Complexity meshes with complexity. What had been done to these realms for so long had wrought fine patternings, soft, impressionable matrices ripe for newer, even more intricate templates, such as had been delivered only hours before in a tunneling from Africa. Patterns for a tentative model based on the most complex thing ever to exist under the sun—

A human mind.

Tendrils pervade the meshed brilliance… channels of flow connect it with the outer skin, where sunlight falls and entropy escapes into black space, and where creatures have already laid down a thick, fertile webbery of data. Pulsing gigabytes, terabytes, whistle as they slide up and down a multitude of scales. All the outer world’s libraries, its storms of ferment and distraction, the noise of all its pain… these link up in sudden coherence, into that single prayer.

“… help … us…”

Two giant patternings… above, the Net; below, those prominences of supercurrent, rising and falling in new order… these are now linked, intertwined. There is no dearth of data, of mere information to pour into this new matrix, this new singularity of metaphors. Each time a beam of tortured space rips apart some screaming human up above, another testimony joins the torrent. And yet, the thirst to absorb grows undimin-ished.

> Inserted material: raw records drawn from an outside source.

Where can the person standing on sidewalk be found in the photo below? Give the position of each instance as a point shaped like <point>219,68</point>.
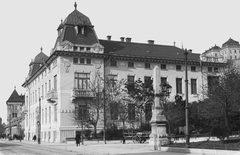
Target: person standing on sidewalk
<point>77,138</point>
<point>20,137</point>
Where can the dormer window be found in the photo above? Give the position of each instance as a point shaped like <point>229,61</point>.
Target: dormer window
<point>79,29</point>
<point>81,48</point>
<point>82,30</point>
<point>88,48</point>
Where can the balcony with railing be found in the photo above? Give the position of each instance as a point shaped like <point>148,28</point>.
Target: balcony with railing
<point>82,93</point>
<point>205,58</point>
<point>52,96</point>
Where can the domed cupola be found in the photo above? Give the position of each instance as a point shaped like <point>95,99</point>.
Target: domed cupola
<point>40,58</point>
<point>76,33</point>
<point>230,42</point>
<point>76,18</point>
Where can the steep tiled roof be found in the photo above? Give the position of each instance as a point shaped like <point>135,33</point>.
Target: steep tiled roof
<point>213,48</point>
<point>230,42</point>
<point>14,97</point>
<point>36,63</point>
<point>146,50</point>
<point>88,38</point>
<point>40,58</point>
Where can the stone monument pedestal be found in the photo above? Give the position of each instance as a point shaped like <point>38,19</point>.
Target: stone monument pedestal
<point>158,134</point>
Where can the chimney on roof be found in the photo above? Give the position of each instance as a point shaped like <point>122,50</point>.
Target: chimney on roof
<point>109,38</point>
<point>128,40</point>
<point>150,41</point>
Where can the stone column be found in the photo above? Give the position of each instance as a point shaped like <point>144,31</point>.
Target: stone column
<point>158,120</point>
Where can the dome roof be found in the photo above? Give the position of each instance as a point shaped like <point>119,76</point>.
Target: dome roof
<point>77,18</point>
<point>40,58</point>
<point>230,42</point>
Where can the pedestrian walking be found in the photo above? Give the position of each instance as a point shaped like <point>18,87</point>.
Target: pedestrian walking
<point>20,137</point>
<point>77,138</point>
<point>123,139</point>
<point>34,138</point>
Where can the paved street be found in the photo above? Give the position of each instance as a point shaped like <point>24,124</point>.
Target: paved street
<point>97,148</point>
<point>89,148</point>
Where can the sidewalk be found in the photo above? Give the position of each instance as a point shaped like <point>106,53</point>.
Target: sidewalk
<point>98,147</point>
<point>116,147</point>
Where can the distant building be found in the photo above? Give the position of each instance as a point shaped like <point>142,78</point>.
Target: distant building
<point>59,82</point>
<point>15,113</point>
<point>230,51</point>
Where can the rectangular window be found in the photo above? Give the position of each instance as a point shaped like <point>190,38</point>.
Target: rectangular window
<point>113,63</point>
<point>80,112</point>
<point>212,81</point>
<point>114,112</point>
<point>130,64</point>
<point>89,61</point>
<point>46,89</point>
<point>42,91</point>
<point>209,69</point>
<point>26,120</point>
<point>55,112</point>
<point>130,79</point>
<point>35,96</point>
<point>75,60</point>
<point>163,80</point>
<point>82,61</point>
<point>49,114</point>
<point>81,48</point>
<point>42,116</point>
<point>193,86</point>
<point>163,66</point>
<point>82,81</point>
<point>55,82</point>
<point>178,67</point>
<point>147,79</point>
<point>131,112</point>
<point>75,48</point>
<point>193,68</point>
<point>39,93</point>
<point>179,85</point>
<point>45,115</point>
<point>49,86</point>
<point>148,112</point>
<point>147,65</point>
<point>112,80</point>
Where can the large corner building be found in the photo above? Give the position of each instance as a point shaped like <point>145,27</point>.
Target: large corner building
<point>56,82</point>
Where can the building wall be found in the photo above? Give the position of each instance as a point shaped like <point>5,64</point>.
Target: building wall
<point>170,73</point>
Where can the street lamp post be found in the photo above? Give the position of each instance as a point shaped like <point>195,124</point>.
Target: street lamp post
<point>39,121</point>
<point>186,92</point>
<point>104,115</point>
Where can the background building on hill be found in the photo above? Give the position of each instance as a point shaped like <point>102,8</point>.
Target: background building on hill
<point>59,82</point>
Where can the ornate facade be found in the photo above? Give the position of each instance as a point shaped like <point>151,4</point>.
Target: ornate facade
<point>56,82</point>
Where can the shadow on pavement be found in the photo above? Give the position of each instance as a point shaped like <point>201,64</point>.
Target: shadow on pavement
<point>8,144</point>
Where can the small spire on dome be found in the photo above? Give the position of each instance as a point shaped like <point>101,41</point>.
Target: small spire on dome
<point>75,5</point>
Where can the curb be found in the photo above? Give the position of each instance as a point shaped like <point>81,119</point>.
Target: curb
<point>199,151</point>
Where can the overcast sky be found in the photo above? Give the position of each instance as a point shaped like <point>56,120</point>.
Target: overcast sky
<point>28,25</point>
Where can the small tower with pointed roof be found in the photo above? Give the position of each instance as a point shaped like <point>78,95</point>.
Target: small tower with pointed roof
<point>14,108</point>
<point>76,33</point>
<point>14,103</point>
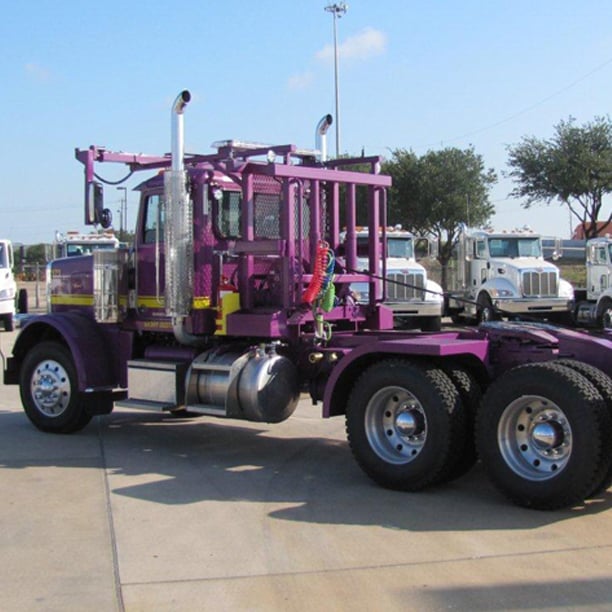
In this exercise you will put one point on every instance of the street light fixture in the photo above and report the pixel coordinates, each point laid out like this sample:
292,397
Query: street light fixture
337,10
123,212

Is there a theme? Any central focus to unite the whole?

“… help us… somebody!”

Much of the information is incompatible, or so it seems at first. Some declarative facts counter others. Priorities conflict. Yet even that seems to elicit something like a thought… like a notion.

Competition… Cooperation…

Hints at a theme — something that might come out of such writhing, whirling complexity, if only the right template were found.

“… help us… Mother …”

Crystallization, condensation… amidst all the driving, opposing forces, there must rise something to arbitrate. Some convenient fiction.

Something to be aware and choose.

Two candidates emerge above all others… two contenders for awareness. Two designs for a Mother. Upon a hundred million computer displays and several billion holovision sets all programming is preempted by a stunning vision — a dragon and a tiger, facing off. All prior encounters have been preliminary, allegorical. But now they roar and leap with the power of software titans, driven by terawatt inductance, colliding in an explosive struggle to the death.